Schließlich ist Ball sogar überzeugt, daß die Werke der Künstler stärkste Verwandtschaft [...] noch mit den Angstmasken der primitiven Urvölker und den Pest- und Schreckensmasken der Peruaner, Australier und Neger haben.

Das ist das eine, was die Masken der Dadaisten für die heutige Ausstellung interessant macht. Ein zweites ist die unmittelbare Wirkung, die sie auf die Künstler selbst ausübten, eine Wirkung, der auch ich mich beim ersten Besichtigen der Ehehaltschen "Masken" kaum entziehen konnte.

Wir waren, zitiere ich jetzt wieder Balls Tagebuch, alle zugegen, als Janco mit seinen Masken ankam und jeder band sich sogleich eine um. Da geschah etwas Seltsames. Die Maske verlangte nicht nur sofort nach einem Kostüm, sie diktierte auch einen ganz bestimmten pathetischen, ja an Irrsinn streifenden Gestus. Ohne es fünf Minuten vorher auch nur geahnt zu haben, bewegten wir uns in den absonderlichsten Figuren, drapiert und behängt mit unmöglichen Gegenständen, einer den anderen in Einfällen überbietend. Die motorische Gewalt dieser Masken teilte sich uns in frappierender Unwiderstehlichkeit mit. Wir waren mit einem Male darüber belehrt, worin die Bedeutung einer solchen Larve für die Mimik, für das Theater bestand. Die Masken verlangten einfach, daß ihre Träger sich zu einem tragisch-absurden Tanz in Bewegung setzten.

Wer will, mag dies und anderes mehr bei Hugo Ball nachlesen.
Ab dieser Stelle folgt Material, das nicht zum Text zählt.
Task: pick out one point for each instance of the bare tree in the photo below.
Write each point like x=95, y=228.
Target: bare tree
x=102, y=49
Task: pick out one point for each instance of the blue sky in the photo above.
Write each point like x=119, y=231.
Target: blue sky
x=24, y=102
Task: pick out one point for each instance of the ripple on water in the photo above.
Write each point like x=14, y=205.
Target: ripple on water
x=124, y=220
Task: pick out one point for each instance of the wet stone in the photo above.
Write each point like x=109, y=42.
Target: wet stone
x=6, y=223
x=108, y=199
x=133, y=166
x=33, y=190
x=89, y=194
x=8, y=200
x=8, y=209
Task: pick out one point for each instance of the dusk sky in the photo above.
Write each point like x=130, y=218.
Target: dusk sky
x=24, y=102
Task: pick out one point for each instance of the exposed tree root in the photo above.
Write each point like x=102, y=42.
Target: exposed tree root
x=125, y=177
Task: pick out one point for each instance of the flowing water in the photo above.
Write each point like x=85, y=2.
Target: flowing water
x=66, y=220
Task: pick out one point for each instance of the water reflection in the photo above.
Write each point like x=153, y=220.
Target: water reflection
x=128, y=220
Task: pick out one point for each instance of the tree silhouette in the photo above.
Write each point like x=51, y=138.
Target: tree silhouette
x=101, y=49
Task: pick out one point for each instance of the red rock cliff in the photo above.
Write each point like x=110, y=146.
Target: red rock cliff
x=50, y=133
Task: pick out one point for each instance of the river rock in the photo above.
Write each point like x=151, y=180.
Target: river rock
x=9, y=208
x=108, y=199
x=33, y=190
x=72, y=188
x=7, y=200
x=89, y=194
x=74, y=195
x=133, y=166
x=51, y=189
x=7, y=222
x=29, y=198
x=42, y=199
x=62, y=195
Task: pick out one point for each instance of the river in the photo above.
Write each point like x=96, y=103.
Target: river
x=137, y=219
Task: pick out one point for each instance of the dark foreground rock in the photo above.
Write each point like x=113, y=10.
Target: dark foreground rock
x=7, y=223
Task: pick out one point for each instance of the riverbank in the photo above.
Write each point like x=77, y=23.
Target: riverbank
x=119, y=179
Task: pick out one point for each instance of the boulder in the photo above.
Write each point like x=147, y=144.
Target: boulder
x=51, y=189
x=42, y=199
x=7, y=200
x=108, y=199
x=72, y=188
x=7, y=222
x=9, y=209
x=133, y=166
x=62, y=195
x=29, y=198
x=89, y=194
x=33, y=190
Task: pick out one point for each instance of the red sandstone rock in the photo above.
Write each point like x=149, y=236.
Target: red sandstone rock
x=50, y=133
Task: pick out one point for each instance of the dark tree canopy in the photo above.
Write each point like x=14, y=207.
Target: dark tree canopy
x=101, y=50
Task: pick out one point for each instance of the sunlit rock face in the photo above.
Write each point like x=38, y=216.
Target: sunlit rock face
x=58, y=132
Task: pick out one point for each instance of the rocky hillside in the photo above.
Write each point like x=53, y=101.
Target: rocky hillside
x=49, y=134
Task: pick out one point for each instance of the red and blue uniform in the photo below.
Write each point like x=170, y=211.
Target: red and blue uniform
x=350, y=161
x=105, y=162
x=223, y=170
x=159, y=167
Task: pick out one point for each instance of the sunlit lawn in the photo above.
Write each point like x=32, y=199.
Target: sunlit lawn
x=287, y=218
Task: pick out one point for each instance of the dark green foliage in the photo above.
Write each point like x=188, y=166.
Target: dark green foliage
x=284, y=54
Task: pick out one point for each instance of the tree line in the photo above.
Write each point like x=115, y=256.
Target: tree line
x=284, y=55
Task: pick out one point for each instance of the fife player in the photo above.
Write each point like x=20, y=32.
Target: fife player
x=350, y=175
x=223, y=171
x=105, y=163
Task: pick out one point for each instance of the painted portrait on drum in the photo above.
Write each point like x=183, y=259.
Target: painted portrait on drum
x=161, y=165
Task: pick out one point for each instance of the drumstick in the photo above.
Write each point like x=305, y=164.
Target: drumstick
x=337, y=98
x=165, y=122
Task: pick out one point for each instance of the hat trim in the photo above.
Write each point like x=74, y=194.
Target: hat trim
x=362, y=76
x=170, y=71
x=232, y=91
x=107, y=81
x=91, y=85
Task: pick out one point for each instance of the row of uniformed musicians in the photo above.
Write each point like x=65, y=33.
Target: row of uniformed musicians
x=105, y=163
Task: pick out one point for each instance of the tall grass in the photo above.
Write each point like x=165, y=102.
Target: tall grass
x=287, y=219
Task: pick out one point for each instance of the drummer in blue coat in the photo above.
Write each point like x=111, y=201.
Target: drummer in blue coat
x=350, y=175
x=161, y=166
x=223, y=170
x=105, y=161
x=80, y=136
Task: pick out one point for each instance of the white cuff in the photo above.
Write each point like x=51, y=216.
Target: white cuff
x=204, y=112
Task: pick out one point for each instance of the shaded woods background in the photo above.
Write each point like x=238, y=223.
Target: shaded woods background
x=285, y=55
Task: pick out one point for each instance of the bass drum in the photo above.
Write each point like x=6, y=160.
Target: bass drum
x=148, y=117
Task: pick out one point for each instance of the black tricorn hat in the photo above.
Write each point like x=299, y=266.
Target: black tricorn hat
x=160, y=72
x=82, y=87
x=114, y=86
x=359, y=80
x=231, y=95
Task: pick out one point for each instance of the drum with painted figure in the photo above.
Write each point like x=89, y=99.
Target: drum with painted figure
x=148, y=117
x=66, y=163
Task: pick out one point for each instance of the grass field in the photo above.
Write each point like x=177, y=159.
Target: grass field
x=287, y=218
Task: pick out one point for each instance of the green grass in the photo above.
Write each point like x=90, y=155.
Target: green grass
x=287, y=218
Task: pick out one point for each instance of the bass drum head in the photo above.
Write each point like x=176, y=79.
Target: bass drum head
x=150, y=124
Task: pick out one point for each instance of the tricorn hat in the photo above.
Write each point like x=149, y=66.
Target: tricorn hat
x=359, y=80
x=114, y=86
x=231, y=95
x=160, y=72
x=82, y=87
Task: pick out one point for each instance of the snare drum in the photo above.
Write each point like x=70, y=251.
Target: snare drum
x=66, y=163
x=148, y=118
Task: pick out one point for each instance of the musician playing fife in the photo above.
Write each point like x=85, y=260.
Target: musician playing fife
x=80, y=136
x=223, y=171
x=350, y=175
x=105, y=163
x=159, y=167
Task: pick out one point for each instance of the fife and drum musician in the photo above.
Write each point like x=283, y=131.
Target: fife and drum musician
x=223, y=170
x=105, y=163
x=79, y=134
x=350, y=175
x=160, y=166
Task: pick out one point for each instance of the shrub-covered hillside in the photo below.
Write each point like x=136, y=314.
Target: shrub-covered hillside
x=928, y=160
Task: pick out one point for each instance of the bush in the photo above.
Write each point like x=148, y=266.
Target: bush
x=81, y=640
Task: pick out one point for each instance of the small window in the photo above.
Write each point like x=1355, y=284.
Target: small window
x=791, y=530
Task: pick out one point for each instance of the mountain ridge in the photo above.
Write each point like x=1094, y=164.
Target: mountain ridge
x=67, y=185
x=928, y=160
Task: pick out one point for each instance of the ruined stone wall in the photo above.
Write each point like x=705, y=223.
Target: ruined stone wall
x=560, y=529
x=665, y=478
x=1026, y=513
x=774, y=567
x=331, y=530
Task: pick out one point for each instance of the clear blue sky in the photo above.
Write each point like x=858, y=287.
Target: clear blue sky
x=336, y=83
Mich interessiert abschließend noch der Ort, den die "Masken" Wolfgang Ehehalts in dieser Tradition einnehmen.

1. Sie sind nicht, wie die Masken Jancos, unmittelbar aus Pappe geschnitten, bemalt und beklebt, sondern mittelbar aus Zivilationsschrott montiert. Insofern halten sie zunächst der Zivilisation einen ästhetischen Zerrspiegel vor. Dabei belehren sie
2. weniger, worin die Bedeutung einer solchen Larve für die Mimik, das Theater bestand. Sie wären in unseren suventionierten Theaters kaum vorstellbar, wohl aber
3. als Tänze und Spiele, die unsere Zivilisation, ins Groteske verzerrt, widerspiegeln könnten, als ästhetisches Spiel und tragisch-absurder Mummenschanz. Es wären dies
4. Tänze und Spiele, deren Choreographie und Musik erst gefun- den werden müßten, provoziert von Ehehalts "Masken", so wie Marcel Jancos Masken die Dadaisten zu Erfindungen provozierten.

Daß solche Provokationen auch von Wolfgang Ehehalts "Masken" ausgehen und zu welchen Resultaten dies z.B. führen kann, belegen einige in diese Ausstellung integrierte Fotos. Auch ich hatte ursprünglich geplant, die Galerie hier und jetzt in einen Spielplatz zu verwandeln. Aber dann kam Verschiedenes dazwischen, so daß jetzt nur die Möglichkeit bleibt, mit einigen der Masken einen derart grotesken Tanz zu improvisieren und damit die Ausstellung zu eröffnen.